Official bitcoin-bashing not helpful
Peirce also lamented the fact that it’s become common to hear U.S. government officials bashing cryptocurrency for being inefficient and frequently used for criminal activity.
“Perhaps, government officials should pause to consider the flip-side of crypto—its value in protecting people from illicit activity,” Peirce told the British Blockchain Association audience.
In late February, Treasury Secretary Janet Yellen said she fears it is used mostly for illicit finance, noted its volatility, and piled on further: “It’s an extremely inefficient way of conducting transactions, and the amount of energy that’s consumed in processing those transactions is staggering.”
Peirce counters that the disproportionate focus on illicit uses and the underestimation of the protective uses of crypto is one example of how evidence-based rulemaking is not yet the norm in crypto-regulation. “We can do better, and I hope that this year will mark a turning point for the United States,” she said.
Gensler could help
Shifting back to her comments on the Blockchain Policy Matters webcast, Peirce said that while she is concerned about this space, “I hope it’s something that we’ll confront sooner rather than later.”
Help could be on the way in the form of President Biden’s SEC Chairman nominee Gary Gensler, who is expected to be confirmed by the Senate as soon as later this week.
“I’m hopeful that he will bring the knowledge that he has from his time at MIT to the commission and help us think about these issues in a more sophisticated way, in a way that’s more suited to providing regulatory clarity,” Peirce said. “I have been calling for more regulatory clarity so I think that this is a really good opportunity for someone like Gary who has a lot of experience in setting up regulatory structures.”
Gensler, who recently taught a course on blockchain and cryptocurrency at MIT, is widely viewed as being much more crypto-friendly than his predecessor Jay Clayton, who stepped down as the chair of the SEC in Dec. 2020.
Clayton’s exit is seen by many as opening the door to the SEC finally approving bitcoin ETF products. As a March 22 article on Financial Magnates notes, it was unlikely a bitcoin ETF would be approved while Clayton was in office.
Bitcoin ETFs and 401ks
To date, exchange-traded funds have not made major inroads into the 401k market. This is partly because some of the advantages they offer investors—like intraday trading—are irrelevant in an inherently long-term 401k setting where the last thing sponsors would want is employees managing their holdings during work hours.
With the exception of self-directed 401k participants, most 401ks don’t let participants pick their own investments, and ETFs are not found on a lot of plan investment menus.
But ETFs are quickly gaining on mutual funds in terms of money invested, with some predicting that ETF assets will surpass those of mutual funds by the middle of this decade.
“Right now, nearly all flows going into mutual funds are funding retirement plans.
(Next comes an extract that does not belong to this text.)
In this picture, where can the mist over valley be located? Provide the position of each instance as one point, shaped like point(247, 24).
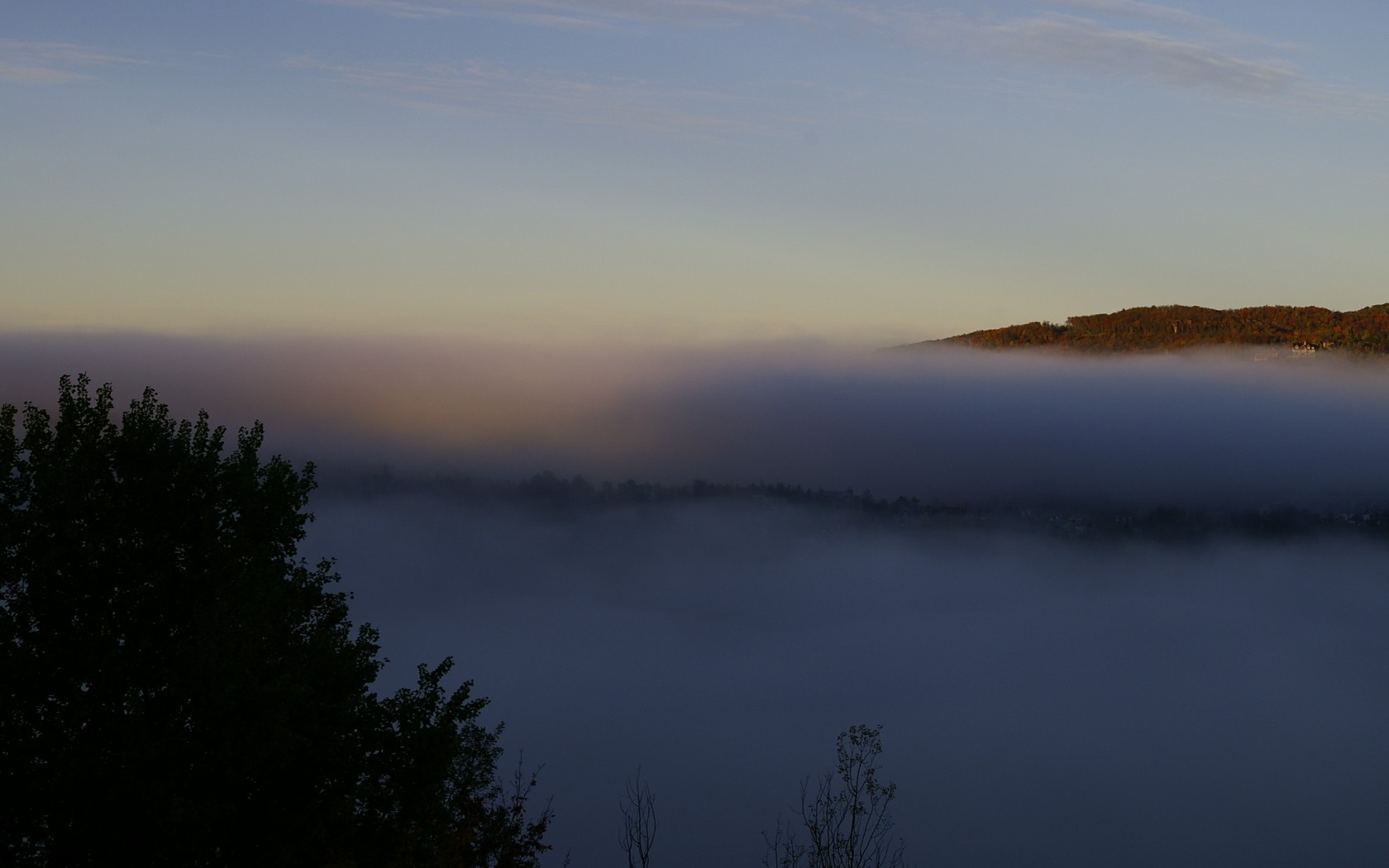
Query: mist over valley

If ETFs were to replace, or coexist with, mutual funds in retirement offerings, that target date could arrive even earlier,” Dave Nadig, managing director of ETF.com, told MarketWatch last year.
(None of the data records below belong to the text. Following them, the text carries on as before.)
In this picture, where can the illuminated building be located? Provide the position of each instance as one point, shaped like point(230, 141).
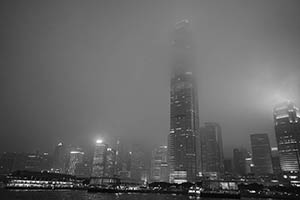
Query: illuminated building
point(212, 149)
point(122, 160)
point(98, 167)
point(228, 166)
point(287, 130)
point(184, 119)
point(275, 160)
point(239, 161)
point(261, 154)
point(110, 163)
point(59, 159)
point(76, 157)
point(138, 171)
point(159, 165)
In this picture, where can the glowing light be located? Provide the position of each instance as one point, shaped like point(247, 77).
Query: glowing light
point(274, 148)
point(76, 152)
point(99, 141)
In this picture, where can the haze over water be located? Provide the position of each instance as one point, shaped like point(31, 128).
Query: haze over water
point(83, 195)
point(74, 71)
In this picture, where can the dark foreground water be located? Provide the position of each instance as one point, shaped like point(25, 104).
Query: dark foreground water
point(83, 195)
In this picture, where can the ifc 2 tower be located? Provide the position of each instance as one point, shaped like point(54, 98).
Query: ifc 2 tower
point(184, 114)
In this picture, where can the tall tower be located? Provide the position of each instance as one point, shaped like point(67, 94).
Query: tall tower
point(59, 158)
point(76, 157)
point(261, 154)
point(287, 130)
point(184, 117)
point(212, 149)
point(99, 159)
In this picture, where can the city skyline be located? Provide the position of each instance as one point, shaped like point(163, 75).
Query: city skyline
point(61, 83)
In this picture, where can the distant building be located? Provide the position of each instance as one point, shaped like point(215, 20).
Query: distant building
point(184, 117)
point(110, 163)
point(159, 165)
point(287, 130)
point(261, 154)
point(59, 159)
point(122, 164)
point(228, 169)
point(83, 169)
point(239, 161)
point(275, 161)
point(212, 149)
point(138, 168)
point(76, 157)
point(98, 168)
Nadig called 401ks “this giant pot of gold that the industry hasn’t been able to crack.” But with greater public awareness about them (which a Bitcoin ETF would only expand), ETF adoption into retirement accounts may be inevitable as the decade progresses and tomorrow’s 401k participants drive demand.
Think any Millennial and Gen Z 401k participants might be interested in exploring a bitcoin ETF these days?